Abstract 4511: Dual targeting of IKKβ and NR4A1 for AML therapy.

Abstract Acute myeloid leukemia (AML) is a common aggressive blood cancer with a lethality rate among the highest of all leukemia subtypes. Cure rates of available therapeutic options are very low, underscoring an urgent need to develop more effective drugs. Here we identify IKKβ and NR4A1 as two closely related, clinically meaningful drivers of AML progression, and develop a proteolysis targeting chimera (PROTAC) drug that degrades both the proteins. IKKβ and the downstream NF-κB signaling are aberrantly activated in around 40% AML patients. However, IKKβ inhibitors exhibit serious side effects such as neutrophilia, limiting their therapeutic development. As opposed to the previously reported AML-suppressive role, we found that NR4A1 can also promote AML pathogenesis in different contexts. Moreover, IKKβ and NR4A1 were found to be highly expressed in AMLs associated with poor clinical outcomes, positively regulate each other’s expression, and synergize to maintain AML cell viability.
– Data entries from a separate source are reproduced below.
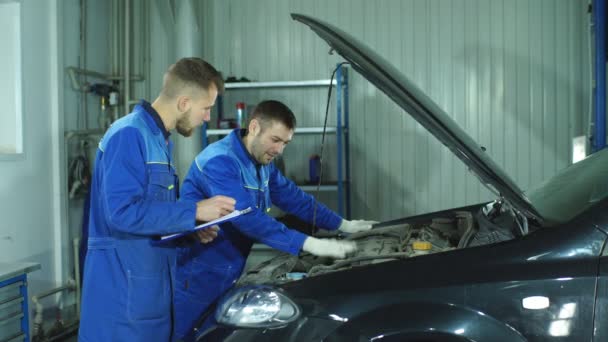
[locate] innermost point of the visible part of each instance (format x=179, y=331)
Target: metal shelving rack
x=341, y=131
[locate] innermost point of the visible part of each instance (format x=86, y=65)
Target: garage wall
x=514, y=74
x=28, y=192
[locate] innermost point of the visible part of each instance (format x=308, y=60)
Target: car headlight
x=256, y=307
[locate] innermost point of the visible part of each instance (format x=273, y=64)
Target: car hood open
x=424, y=110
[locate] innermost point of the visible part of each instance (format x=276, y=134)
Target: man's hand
x=207, y=235
x=355, y=226
x=214, y=207
x=329, y=247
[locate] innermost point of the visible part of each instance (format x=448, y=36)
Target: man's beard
x=182, y=127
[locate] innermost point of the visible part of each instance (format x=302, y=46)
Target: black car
x=526, y=267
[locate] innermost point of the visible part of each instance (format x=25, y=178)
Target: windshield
x=572, y=190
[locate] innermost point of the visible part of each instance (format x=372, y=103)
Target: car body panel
x=477, y=293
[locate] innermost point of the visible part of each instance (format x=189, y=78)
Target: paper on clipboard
x=222, y=219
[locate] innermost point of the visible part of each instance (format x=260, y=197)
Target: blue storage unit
x=14, y=313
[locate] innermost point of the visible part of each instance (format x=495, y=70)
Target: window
x=11, y=131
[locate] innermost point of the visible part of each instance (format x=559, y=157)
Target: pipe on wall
x=127, y=70
x=599, y=16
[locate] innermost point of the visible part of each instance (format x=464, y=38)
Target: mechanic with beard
x=128, y=276
x=240, y=166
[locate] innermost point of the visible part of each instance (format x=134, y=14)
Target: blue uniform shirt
x=225, y=167
x=127, y=286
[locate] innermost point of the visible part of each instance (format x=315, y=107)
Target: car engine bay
x=387, y=241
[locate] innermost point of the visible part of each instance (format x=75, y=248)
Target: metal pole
x=599, y=13
x=127, y=71
x=339, y=139
x=346, y=144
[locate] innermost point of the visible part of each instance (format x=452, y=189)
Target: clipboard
x=222, y=219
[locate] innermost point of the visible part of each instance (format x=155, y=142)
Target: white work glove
x=329, y=247
x=355, y=226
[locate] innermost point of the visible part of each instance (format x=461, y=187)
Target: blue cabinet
x=14, y=313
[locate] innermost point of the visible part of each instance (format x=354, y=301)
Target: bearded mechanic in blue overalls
x=128, y=276
x=240, y=166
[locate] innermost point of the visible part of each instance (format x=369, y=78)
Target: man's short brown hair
x=191, y=72
x=269, y=111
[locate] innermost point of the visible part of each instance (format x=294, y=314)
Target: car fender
x=414, y=320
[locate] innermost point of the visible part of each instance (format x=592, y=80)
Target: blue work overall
x=205, y=272
x=128, y=275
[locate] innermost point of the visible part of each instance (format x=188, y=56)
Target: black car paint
x=478, y=290
x=470, y=294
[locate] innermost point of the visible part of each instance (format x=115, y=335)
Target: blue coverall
x=127, y=294
x=204, y=272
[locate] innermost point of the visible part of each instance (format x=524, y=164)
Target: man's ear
x=183, y=104
x=254, y=127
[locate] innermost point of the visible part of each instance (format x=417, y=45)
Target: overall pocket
x=161, y=185
x=148, y=297
x=207, y=282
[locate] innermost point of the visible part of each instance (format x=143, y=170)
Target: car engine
x=380, y=244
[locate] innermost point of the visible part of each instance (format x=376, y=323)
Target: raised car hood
x=394, y=84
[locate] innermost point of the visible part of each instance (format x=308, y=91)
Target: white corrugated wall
x=513, y=73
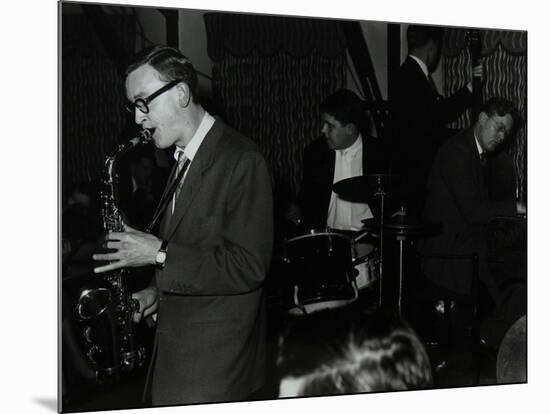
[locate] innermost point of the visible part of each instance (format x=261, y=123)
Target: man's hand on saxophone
x=148, y=303
x=133, y=249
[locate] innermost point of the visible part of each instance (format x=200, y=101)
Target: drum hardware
x=365, y=189
x=321, y=270
x=403, y=227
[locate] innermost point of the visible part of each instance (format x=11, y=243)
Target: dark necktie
x=432, y=85
x=483, y=158
x=182, y=164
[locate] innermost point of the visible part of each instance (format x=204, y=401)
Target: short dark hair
x=420, y=35
x=171, y=65
x=501, y=107
x=348, y=351
x=347, y=108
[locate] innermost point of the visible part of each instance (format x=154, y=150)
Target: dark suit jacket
x=458, y=198
x=211, y=329
x=318, y=176
x=419, y=115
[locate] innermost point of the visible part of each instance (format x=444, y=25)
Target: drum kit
x=329, y=268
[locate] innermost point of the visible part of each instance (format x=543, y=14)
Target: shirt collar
x=479, y=148
x=191, y=149
x=421, y=64
x=354, y=148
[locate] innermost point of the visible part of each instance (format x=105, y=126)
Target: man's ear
x=482, y=117
x=184, y=97
x=351, y=129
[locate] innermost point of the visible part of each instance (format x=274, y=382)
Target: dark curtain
x=92, y=92
x=269, y=76
x=504, y=57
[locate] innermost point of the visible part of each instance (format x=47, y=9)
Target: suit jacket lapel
x=193, y=181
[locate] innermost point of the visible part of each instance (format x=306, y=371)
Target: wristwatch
x=161, y=255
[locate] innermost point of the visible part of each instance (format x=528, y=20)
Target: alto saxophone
x=104, y=305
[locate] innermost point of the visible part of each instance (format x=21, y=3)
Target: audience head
x=350, y=351
x=496, y=121
x=424, y=42
x=344, y=116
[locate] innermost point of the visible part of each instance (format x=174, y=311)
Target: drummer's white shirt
x=342, y=214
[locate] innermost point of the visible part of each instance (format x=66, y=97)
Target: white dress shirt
x=342, y=214
x=193, y=146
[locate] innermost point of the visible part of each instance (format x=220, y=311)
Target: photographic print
x=257, y=207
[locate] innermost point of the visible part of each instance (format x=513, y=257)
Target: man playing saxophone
x=213, y=244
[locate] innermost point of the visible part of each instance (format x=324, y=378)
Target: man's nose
x=139, y=116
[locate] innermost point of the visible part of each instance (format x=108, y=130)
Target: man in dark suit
x=344, y=151
x=419, y=113
x=458, y=198
x=213, y=247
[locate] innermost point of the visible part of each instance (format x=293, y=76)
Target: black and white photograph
x=289, y=209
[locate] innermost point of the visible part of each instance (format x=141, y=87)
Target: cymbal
x=403, y=225
x=363, y=188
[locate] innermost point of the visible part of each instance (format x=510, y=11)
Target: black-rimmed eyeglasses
x=143, y=103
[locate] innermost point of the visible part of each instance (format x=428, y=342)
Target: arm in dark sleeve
x=239, y=263
x=419, y=104
x=460, y=178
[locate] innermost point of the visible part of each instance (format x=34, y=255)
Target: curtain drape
x=269, y=75
x=504, y=57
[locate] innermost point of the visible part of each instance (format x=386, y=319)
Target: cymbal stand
x=380, y=193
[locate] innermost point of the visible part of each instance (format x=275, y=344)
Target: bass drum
x=321, y=271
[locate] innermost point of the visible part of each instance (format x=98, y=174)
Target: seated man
x=351, y=351
x=457, y=197
x=343, y=151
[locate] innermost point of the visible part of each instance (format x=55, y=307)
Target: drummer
x=343, y=151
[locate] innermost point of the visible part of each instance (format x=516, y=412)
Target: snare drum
x=367, y=270
x=321, y=271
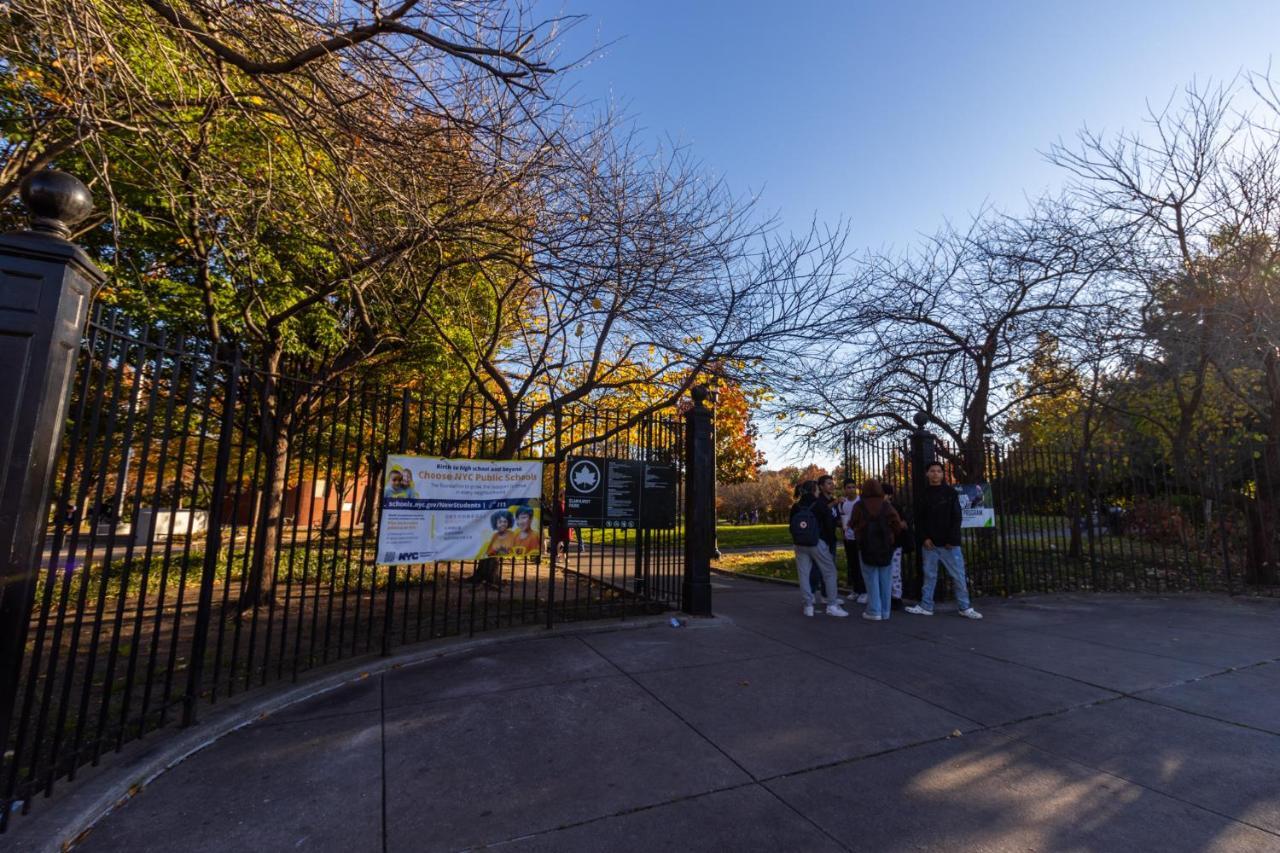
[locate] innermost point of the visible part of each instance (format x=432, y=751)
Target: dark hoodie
x=937, y=515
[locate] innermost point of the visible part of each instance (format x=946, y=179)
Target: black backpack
x=876, y=543
x=804, y=525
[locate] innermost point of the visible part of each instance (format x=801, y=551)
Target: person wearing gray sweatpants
x=810, y=550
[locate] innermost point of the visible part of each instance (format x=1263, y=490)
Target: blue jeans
x=954, y=562
x=880, y=588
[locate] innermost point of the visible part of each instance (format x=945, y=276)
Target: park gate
x=182, y=525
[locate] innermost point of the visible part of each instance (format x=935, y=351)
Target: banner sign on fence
x=458, y=509
x=976, y=506
x=620, y=493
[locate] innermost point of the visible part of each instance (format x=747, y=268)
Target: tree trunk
x=1262, y=555
x=373, y=488
x=274, y=439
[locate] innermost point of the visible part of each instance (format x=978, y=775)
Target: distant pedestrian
x=937, y=518
x=876, y=525
x=845, y=511
x=812, y=551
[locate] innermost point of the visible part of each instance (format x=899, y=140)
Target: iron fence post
x=46, y=283
x=699, y=506
x=213, y=544
x=389, y=614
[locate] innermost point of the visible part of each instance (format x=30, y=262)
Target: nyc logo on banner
x=458, y=509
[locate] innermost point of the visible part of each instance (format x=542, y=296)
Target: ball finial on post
x=56, y=201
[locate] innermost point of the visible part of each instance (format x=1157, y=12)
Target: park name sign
x=977, y=509
x=620, y=493
x=458, y=509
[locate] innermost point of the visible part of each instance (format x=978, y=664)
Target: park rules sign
x=620, y=493
x=458, y=509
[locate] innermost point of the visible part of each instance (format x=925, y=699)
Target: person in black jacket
x=937, y=529
x=813, y=553
x=828, y=521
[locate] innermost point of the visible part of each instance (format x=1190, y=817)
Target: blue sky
x=897, y=115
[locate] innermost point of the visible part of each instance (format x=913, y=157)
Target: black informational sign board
x=620, y=493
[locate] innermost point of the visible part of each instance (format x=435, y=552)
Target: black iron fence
x=1106, y=520
x=214, y=527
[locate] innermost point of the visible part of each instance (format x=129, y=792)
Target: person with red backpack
x=809, y=523
x=876, y=527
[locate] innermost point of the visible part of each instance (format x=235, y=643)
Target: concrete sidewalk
x=1084, y=723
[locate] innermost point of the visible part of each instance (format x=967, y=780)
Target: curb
x=65, y=821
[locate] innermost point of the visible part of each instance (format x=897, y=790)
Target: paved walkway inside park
x=1064, y=723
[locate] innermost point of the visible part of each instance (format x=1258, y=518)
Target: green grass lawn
x=780, y=562
x=745, y=536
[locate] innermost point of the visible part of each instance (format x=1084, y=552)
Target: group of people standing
x=877, y=533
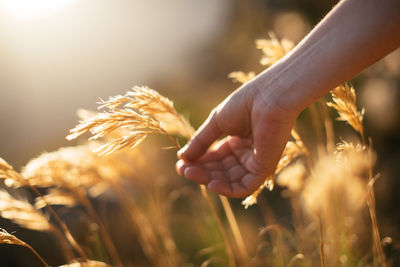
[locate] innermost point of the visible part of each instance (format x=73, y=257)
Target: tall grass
x=328, y=191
We designed, synthesized, and validated an array of celastrol-based PROTACs as celastrol binds to both IKKβ and NR4A1, and identified one lead PROTAC, A9, that effectively kills several AML cell lines and primary human AML cells. Mechanistically, A9-induced AML cell killing was found to be dependent on CRBN E3 ligase-mediated dual degradation of IKKβ and NR4A1. In vivo, A9 attenuated AML disease progression in a clinically relevant KMT2A::MLLT3 mouse model and didn’t induce neutrophilia. Our results reveal a potentially novel strategy to treat intractable and aggressive AMLs in the clinic. Citation Format: Chandra Kumar Maharjan, Yi Liu, Yufeng Xiao, Bristy Podder, Tyler Montgomery, Lei Wang, Myung-Chul Kim, Zeng Jin, Seyedehalaleh Anvar, Alexandra Stevens, Ryan Kolb, Chen Zhao, Zhijian Qian, Jatinder K. Lamba, Guangrong Zheng, Weizhou Zhang. Dual targeting of IKKβ and NR4A1 for AML therapy abstract. In: Proceedings of the American Association for Cancer Research Annual Meeting 2026; Part 1 (Regular Abstracts); 2026 Apr 17-22; San Diego, CA. Philadelphia (PA): AACR; Cancer Res 2026;86(7 Suppl):Abstract nr 4511.